ANAIS DO SIMPÓSIO


O romantismo "frenético" de Han d'Islande

Ana Luiza Silva Camarani
Unesp

Publicado em fevereiro de 1823, Han d´Islande provoca um grande impacto nos meios literários parisienses; assim, não causa espanto o número de polêmicas suscitadas por esse romance, que parece fugir à concepção de romantismo, na época em que o movimento estava em formação.

Tanto os partidários da nova literatura, quanto os que se atinham ao classicismo, manifestam opiniões semelhantes em relação ao texto de Hugo.

Em março de 1823, no jornal Quotidienne, Charles Nodier, sem ousar apadrinhar a obra e reconhecer sua posteridade, faz um elogio bastante veemente do talento do jovem romancista:

On reconnaît dans Han d’Islande beaucoup d’érudition, beaucoup d’esprit [...], un style vif, pittoresque [...] et, ce qu’il y a de plus étonnant, cette délicatesse de tact et cette finesse de sentiment qui sont des acquisitions de la vie, et qui contrastent ici de la manière la plus surprenante avec les jeux barbares d’une imagination malade [...]. (Apud Bray, 1963: 80)

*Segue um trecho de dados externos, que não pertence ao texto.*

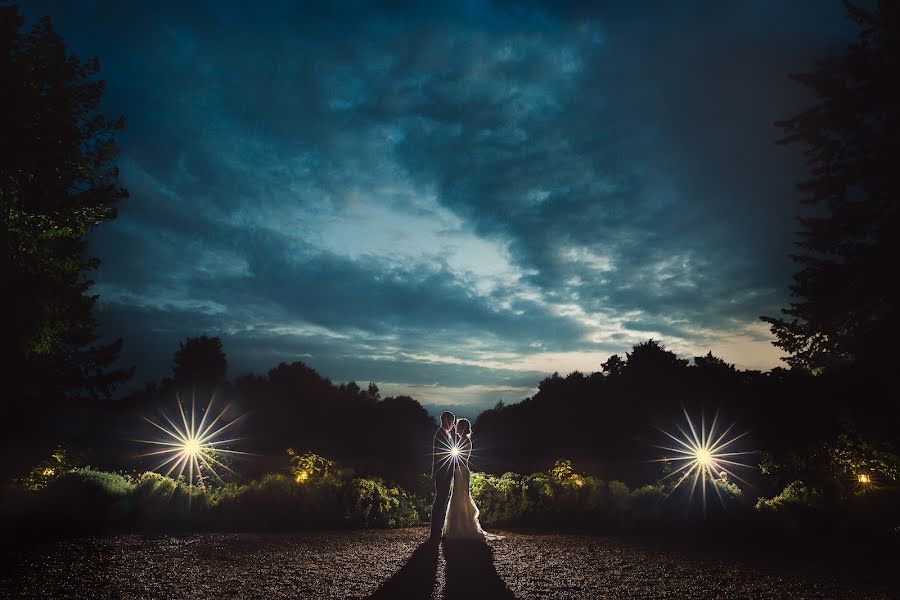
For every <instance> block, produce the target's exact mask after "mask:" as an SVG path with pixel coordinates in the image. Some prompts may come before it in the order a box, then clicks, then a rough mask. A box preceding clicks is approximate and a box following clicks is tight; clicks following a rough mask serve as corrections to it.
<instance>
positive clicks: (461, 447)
mask: <svg viewBox="0 0 900 600" xmlns="http://www.w3.org/2000/svg"><path fill="white" fill-rule="evenodd" d="M471 454H472V440H471V439H467V438H464V439H463V440H462V441H460V442H459V455H458V456H457V457H456V458H455V459H454V460H453V492H452V493H451V495H450V506H449V507H448V508H447V518H446V519H445V520H444V538H445V539H448V540H483V539H485V532H484V530H483V529H482V528H481V524H480V523H479V522H478V507H477V506H475V501H474V500H472V492H471V490H470V489H469V456H470V455H471Z"/></svg>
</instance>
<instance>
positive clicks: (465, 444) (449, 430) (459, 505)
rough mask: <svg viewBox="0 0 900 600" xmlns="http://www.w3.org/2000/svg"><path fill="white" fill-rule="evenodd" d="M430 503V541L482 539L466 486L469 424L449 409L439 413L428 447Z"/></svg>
mask: <svg viewBox="0 0 900 600" xmlns="http://www.w3.org/2000/svg"><path fill="white" fill-rule="evenodd" d="M432 451H433V452H432V455H433V459H432V474H431V477H432V479H434V506H433V507H432V508H431V537H430V540H431V541H435V542H436V541H439V540H440V539H441V534H442V533H443V536H444V539H447V540H484V539H485V533H484V530H482V529H481V524H480V523H479V522H478V507H477V506H475V501H474V500H472V492H471V489H470V485H469V484H470V477H469V475H470V472H469V457H470V456H471V455H472V424H471V423H469V420H468V419H459V420H458V421H457V420H456V417H455V416H454V414H453V413H452V412H444V413H442V414H441V427H440V428H439V429H438V430H437V432H436V433H435V434H434V444H433V447H432Z"/></svg>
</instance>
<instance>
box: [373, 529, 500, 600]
mask: <svg viewBox="0 0 900 600" xmlns="http://www.w3.org/2000/svg"><path fill="white" fill-rule="evenodd" d="M443 548H444V560H445V561H446V563H447V567H446V571H445V585H444V595H443V599H444V600H478V599H479V598H485V599H491V600H515V595H514V594H513V593H512V592H511V591H510V590H509V588H508V587H506V583H504V582H503V580H502V579H501V578H500V576H499V575H498V574H497V569H496V568H495V567H494V553H493V552H492V551H491V548H490V546H488V545H487V544H485V543H484V542H479V541H444V542H443ZM437 566H438V545H437V544H436V543H434V542H423V543H422V544H419V546H418V547H417V548H416V549H415V551H414V552H413V553H412V556H411V557H410V558H409V560H408V561H407V562H406V564H405V565H403V566H402V567H401V568H400V570H399V571H397V572H396V573H394V575H393V576H392V577H391V578H390V579H388V580H387V581H385V582H384V583H383V584H381V586H379V588H378V589H377V590H375V593H373V594H372V595H371V596H369V600H385V599H388V598H399V599H405V598H409V599H415V600H423V599H424V598H431V597H432V596H433V595H434V590H435V587H436V586H437Z"/></svg>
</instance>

Assim Nodier, um monarquista, um romântico, faz entretanto reservas sobre a inspiração de Han d’Islande. Como os liberais clássicos não o fariam? O Mercure du XIXe siècle, que acabava de ser fundado por uma equipe de doutrinários, publica um artigo muito severo sobre o romance:

L’auteur ne se nomme point. C’est, dit-on, un poète [...]. Il est, assurent quelques personnes, une des colonnes de la Société des Bonnes-Lettres (1): on l’accueille dans certains salons; de grands seigneurs le protègent; le Trésor le pensionne. Un écrivain si bien entretenu ne devait pas rester inactif; il a senti cette obligation, et c’est sans doute pour la remplir qu’il a publié Han d’Islande [...]. Les métaphysiciens prétendent que le génie est voisin de la démence. S’il en est ainsi, on peut dire que l’auteur de Han d’Islande n’est pas très éloigné du génie [...]. L’explication la plus favorable que l’on puisse offrir sur l’origine de ses inspirations, c’est de dire qu’il a subit les tourments d’un long cauchemar, pendant lequel il a rêvé les quatre volumes de Han d’Islande. (Apud Bray, 1963, p. 80-81)

Os amigos de Victor Hugo sensibilizam-se com esse artigo. Uma controvérsia penosa entre os editores do romance e o autor atrai ainda mais a atenção do público. O rei Louis XVIII concede ao poeta uma nova pensão de dois mil francos.

A verdade é que o romantismo foi visto, por muito tempo, como um simples gênero poético ou dramático no interior de uma literatura concebida como clássica. A oposição entre classicismo e romantismo começa a esboçar-se entre 1804 e 1810, quando mentes abertas e liberais passam a inclinar-se, cada vez mais, para uma reforma literária aberta às influências estrangeiras. Por volta de 1816, surgem traduções francesas de autores de língua alemã e inglesa: Byron, Scott, Schiller, Shakespeare, Goethe. A partir de 1818, o romantismo passa a ser visto como uma renovação literária decorrente da renovação social, e a necessidade de modificação começa a ser sentida mesmo entre os clássicos.

(1) Sociedade fundada em janeiro de 1821 para combater o liberalismo e difundir a "boa doutrina", considerando o gênero romântico como uma parte da literatura clássica e buscando a inspiração na tradição política e religiosa do país.